Zeynep Hatun’un meşhur bir şiiri:
“Keşf et nikâbını yeri göğü münevver et
Bu âlem-i anâsırı firdevs-i enver et
Depret lebini cûşa getir havz-ı kevseri
Anber saçını çöz bu cihânı muattar et
Hattın berat yazdı sabaya dedi ki tez
Var milket-i Hatay ile Çini musahhar et
Zeyneb ko meyli zînet-i dünyaya zen gibi
Merdâne var sâde dil ol terk-i zîver et”
Zeynep Hatun Ve Kimliği
“Zeyneb, dünya süslerine kadın gibi meyletmeyi bırak. Erkekçe git, saf gönüllü ol (ve) süsü terk et.”
Burada da görmüş olduğumuz gibi Zeynep Hatun kendisine seslenerek Divan Edebiyatı içerisinde yer edinmeyi amaçlamıştır.

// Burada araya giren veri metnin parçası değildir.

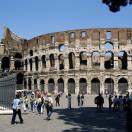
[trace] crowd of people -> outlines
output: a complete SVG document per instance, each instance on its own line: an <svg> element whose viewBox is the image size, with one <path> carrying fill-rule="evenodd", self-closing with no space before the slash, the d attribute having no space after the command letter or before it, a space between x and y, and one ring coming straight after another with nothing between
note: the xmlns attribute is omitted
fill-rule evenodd
<svg viewBox="0 0 132 132"><path fill-rule="evenodd" d="M17 93L15 99L12 103L13 115L11 124L15 123L16 115L18 114L20 123L23 123L23 118L21 116L21 107L23 106L24 112L31 111L32 113L36 113L38 115L43 114L45 111L47 113L47 120L51 119L51 115L53 113L53 100L55 100L56 107L60 106L60 98L62 93L56 93L54 95L50 93L41 93L39 90L36 92L31 92L30 94L21 94ZM54 97L54 99L53 99ZM125 111L127 108L127 96L113 96L109 95L108 104L109 111ZM72 95L68 93L66 95L67 99L67 108L69 110L72 109ZM97 112L103 111L104 97L99 94L95 97L94 103L97 105ZM77 95L77 105L78 108L82 108L84 105L84 94L78 93Z"/></svg>

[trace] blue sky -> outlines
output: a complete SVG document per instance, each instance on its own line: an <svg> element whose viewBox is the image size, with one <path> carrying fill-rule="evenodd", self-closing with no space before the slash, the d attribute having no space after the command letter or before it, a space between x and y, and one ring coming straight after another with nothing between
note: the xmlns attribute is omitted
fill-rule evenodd
<svg viewBox="0 0 132 132"><path fill-rule="evenodd" d="M102 0L0 0L0 38L8 26L30 39L81 28L132 27L132 5L112 13Z"/></svg>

Zeynep Hatun ve Fatih Sultan Mehmet
Dinledikçe hüzünlendiğim, hüzünlendikçe dinlediğim muazzam bir eser. Muhteşem bir beyit. Hava karanlık ama denizin dibinde bir aydınlık var. Göğe yansıyan bir ay var. Sahi benim yeryüzüm mü yoksa başkalarının gökyüzüm dediği yer bu satırlar. Rüzgar uğurlar mı bizi? Göç etsek ve gitsek uzaklara.. Mesela bir dağ başına mesela bir hira mağarasına, yorgunluğumuz geçer mi? İnsanları sessize alıp, biraz da bu esere mi kulak versek.

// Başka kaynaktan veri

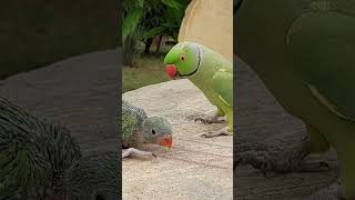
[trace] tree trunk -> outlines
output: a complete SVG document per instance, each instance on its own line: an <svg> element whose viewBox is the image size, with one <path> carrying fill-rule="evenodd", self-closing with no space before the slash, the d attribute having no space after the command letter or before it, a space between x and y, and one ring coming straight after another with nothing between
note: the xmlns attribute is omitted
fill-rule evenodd
<svg viewBox="0 0 355 200"><path fill-rule="evenodd" d="M128 36L123 43L123 66L133 67L134 46L134 37Z"/></svg>
<svg viewBox="0 0 355 200"><path fill-rule="evenodd" d="M144 54L149 54L150 53L152 43L153 43L153 38L146 39Z"/></svg>
<svg viewBox="0 0 355 200"><path fill-rule="evenodd" d="M155 53L159 53L160 47L162 44L163 34L159 36Z"/></svg>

Bildiğimiz gibi Zeynep Hatun XV. asırda adı duyulan ve eseri bilinen ilk kadın şairdir. Fatih döneminde tanınan şairin Sultan’a gizli bir aşk beslediği ve Sultan’ın huzuruna peçesiz çıktığı rivayet olunur.

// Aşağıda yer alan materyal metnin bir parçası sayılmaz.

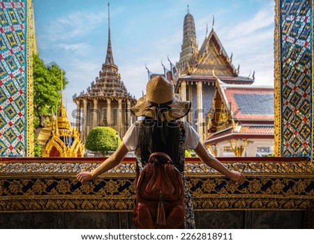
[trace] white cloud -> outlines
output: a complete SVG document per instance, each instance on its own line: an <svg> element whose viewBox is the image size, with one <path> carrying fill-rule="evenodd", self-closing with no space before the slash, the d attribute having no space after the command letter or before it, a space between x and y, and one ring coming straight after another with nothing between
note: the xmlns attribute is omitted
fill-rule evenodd
<svg viewBox="0 0 314 243"><path fill-rule="evenodd" d="M77 44L59 43L55 45L56 47L62 49L72 54L85 54L91 49L91 46L87 43L81 43Z"/></svg>
<svg viewBox="0 0 314 243"><path fill-rule="evenodd" d="M55 20L47 25L45 38L51 41L70 40L87 36L105 22L105 13L77 11Z"/></svg>

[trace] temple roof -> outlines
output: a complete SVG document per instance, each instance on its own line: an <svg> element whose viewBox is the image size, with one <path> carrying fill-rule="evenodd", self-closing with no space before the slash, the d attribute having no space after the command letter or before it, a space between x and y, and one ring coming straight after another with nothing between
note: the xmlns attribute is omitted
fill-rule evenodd
<svg viewBox="0 0 314 243"><path fill-rule="evenodd" d="M211 134L204 143L216 143L232 139L273 139L275 128L272 126L232 126Z"/></svg>
<svg viewBox="0 0 314 243"><path fill-rule="evenodd" d="M214 77L216 90L208 128L211 134L206 140L225 138L232 133L233 137L273 135L269 133L274 130L274 87L228 84Z"/></svg>
<svg viewBox="0 0 314 243"><path fill-rule="evenodd" d="M195 76L202 81L199 77L202 76L209 77L207 81L214 81L211 74L215 70L216 75L227 83L252 84L255 80L254 73L251 77L239 76L240 66L235 68L232 64L232 54L228 56L225 50L214 31L214 21L211 32L198 50L194 19L189 13L184 17L184 40L177 66L180 78Z"/></svg>
<svg viewBox="0 0 314 243"><path fill-rule="evenodd" d="M217 89L236 121L274 122L274 87L227 84L218 81Z"/></svg>
<svg viewBox="0 0 314 243"><path fill-rule="evenodd" d="M214 28L205 38L197 54L193 55L192 65L188 68L190 75L208 75L214 69L219 78L223 78L226 82L244 81L254 82L253 77L240 77L239 66L236 68L232 64L232 54L228 56Z"/></svg>

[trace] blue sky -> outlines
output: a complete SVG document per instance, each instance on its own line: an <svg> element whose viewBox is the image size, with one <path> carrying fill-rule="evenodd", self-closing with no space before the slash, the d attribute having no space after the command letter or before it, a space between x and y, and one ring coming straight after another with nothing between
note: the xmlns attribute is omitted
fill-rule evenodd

Bir kadın şair olarak kabul görebilmek için duyguların mertçe ifade edilmesi gerektiğini savunan şairin aşağıdaki dizelerinin bu aşkın en büyük delili olduğu söylenir:
Sehâ bu sûret-i zîbâ sana Hakk’dan inâyettir
Sanasın Sûre-i Yûsuf cemâlinden bir âyettir
Senin hüsnün, benim aşkım, senin cevrin,
benim sabrım Demâdem artar, eksilmez,
tükenmez, bî-nihâyettir
Günümüz Türkçesi;
Ey şah! Bu süslenmiş, yaratılırken özenilmiş görünüş (hem karakter hem dış görünüş olarak) sana Allah’tan gelmiş bir hediyedir. Öyle ki, Yusuf Sûresi’nin kendisi, senin güzelliğin sûresinin bir âyeti sanılacak kadar güzelsin. Senin güzelliğin arttıkça benim aşkım, senin cefâ edişin, bana çektirişin arttıkça da benim sabrım artar, eksilmez, tükenmez,sana karşı aşkım ve sabrım sonsuzdur.